Self-administered means that you can control funding and investment decisions. The administration of the scheme, such as the accounting and processing of investments, is performed by us as the Pensioneer Trustee.
You can transfer the value of other pensions to your self-administered scheme. Certain rules cover what type of pension can be transferred, depending on the type of self-administered scheme set up. For example, a Small Self-Administered Scheme (SSAS) can only accept transfers from occupational pensions. Therefore, we would recommend that you consult your financial advisor before taking action.
You can invest in a wide variety of investments to suit your personal circumstances. Examples include: cash, government bonds, property, private equity, stocks and shares and tracker bonds. These investments can be sourced from a wide variety of domestic and international institutions.
Yes, your self-administered scheme can borrow to invest.
All investments must comply with Revenue rules.

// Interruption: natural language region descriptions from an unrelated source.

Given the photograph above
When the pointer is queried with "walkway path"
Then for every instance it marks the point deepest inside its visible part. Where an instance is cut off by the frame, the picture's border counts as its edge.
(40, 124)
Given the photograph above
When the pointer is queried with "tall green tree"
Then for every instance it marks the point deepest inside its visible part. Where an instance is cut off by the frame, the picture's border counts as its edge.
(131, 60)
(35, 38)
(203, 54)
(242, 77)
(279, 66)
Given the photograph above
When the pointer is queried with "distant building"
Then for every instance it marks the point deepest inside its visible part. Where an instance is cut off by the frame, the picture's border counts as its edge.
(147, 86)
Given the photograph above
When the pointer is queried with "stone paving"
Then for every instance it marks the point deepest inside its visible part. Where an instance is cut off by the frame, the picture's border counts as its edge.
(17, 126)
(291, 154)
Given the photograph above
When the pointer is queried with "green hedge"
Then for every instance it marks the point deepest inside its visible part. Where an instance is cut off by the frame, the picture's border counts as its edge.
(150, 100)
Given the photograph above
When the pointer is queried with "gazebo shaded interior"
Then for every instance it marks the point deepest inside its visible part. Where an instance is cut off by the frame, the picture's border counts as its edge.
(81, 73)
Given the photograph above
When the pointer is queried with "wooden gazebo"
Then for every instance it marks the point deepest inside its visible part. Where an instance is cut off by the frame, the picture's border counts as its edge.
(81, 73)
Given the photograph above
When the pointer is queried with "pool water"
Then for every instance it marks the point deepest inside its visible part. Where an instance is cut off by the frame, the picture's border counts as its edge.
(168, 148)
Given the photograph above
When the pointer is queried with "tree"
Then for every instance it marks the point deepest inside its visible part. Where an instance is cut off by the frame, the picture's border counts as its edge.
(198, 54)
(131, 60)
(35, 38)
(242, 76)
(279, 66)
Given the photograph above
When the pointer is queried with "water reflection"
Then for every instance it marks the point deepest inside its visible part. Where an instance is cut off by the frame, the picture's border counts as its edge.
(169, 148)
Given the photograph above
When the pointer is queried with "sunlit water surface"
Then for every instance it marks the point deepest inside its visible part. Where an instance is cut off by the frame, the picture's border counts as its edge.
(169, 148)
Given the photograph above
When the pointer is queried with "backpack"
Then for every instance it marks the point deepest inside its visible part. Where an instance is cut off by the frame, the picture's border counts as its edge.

Revenue imposes two primary restrictions to investments. The first is Self Dealing: Your self-administered scheme cannot sell, lease to, or buy from yourself, your immediate family or your company / employer. The second is Pride in Possession articles: You cannot invest in certain alternative investments such as fine wines, vintage cars, works of art, yachts, race horses, etc. All investments within your self-administered scheme must be at arm’s length, transparent and for the sole purpose of providing benefits at retirement. Otherwise, you run the risk of falling foul of Revenue regulations and jeopardising the tax-exempt status of the self-administered scheme.
Your contributions depend on your age and salary. You can use our calculator to get an indicative quotation of your maximum allowable contribution.
In the event of death, the balance of the self-administered scheme can be passed to the estate. There are various options depending on the self-administered scheme you hold. For example, in the case of an Approved Retirement Fund (ARF), it is possible to pass the scheme to the spouse who can carry on the scheme in their name or just pass it to the estate. In the case of a Small Self-Administered Scheme (SSAS), a lump sum of up to four times the salary can be paid to the estate tax-free. In some cases, this may absorb the full value of the scheme. If not, an annual income for the dependants will be purchased with any surplus monies in the fund.
Our focus is on providing tax-efficient pension schemes to help you and your advisor to plan for your future retirement. We can provide a broad range of services to help you achieve your financial objectives. Our services include: Buy Out Bonds (BOB), Personal Retirement Savings Accounts (PRSA), Approved Retirement Funds (ARF), Small Self-Administered Schemes (SSAS), Pension Consultancy and Compliance Consultancy. For details about these other services, please go to the 'Pension Products' section of our website.
The Normal Retirement Age for a SSAS is 60. Early retirement can be taken from 50 to 59 subject to certain restrictions. The restrictions include ceasing employment and selling your shares if you are a company director.
We will act as your scheme's Pensioneer Trustee and ensure your scheme is administered in line with Revenue rules. A Client Portfolio Executive (CPE) will be assigned to you who will prepare annual accounts for your scheme. Your CPE will work closely with you and/or your advisor to help you with any queries you have.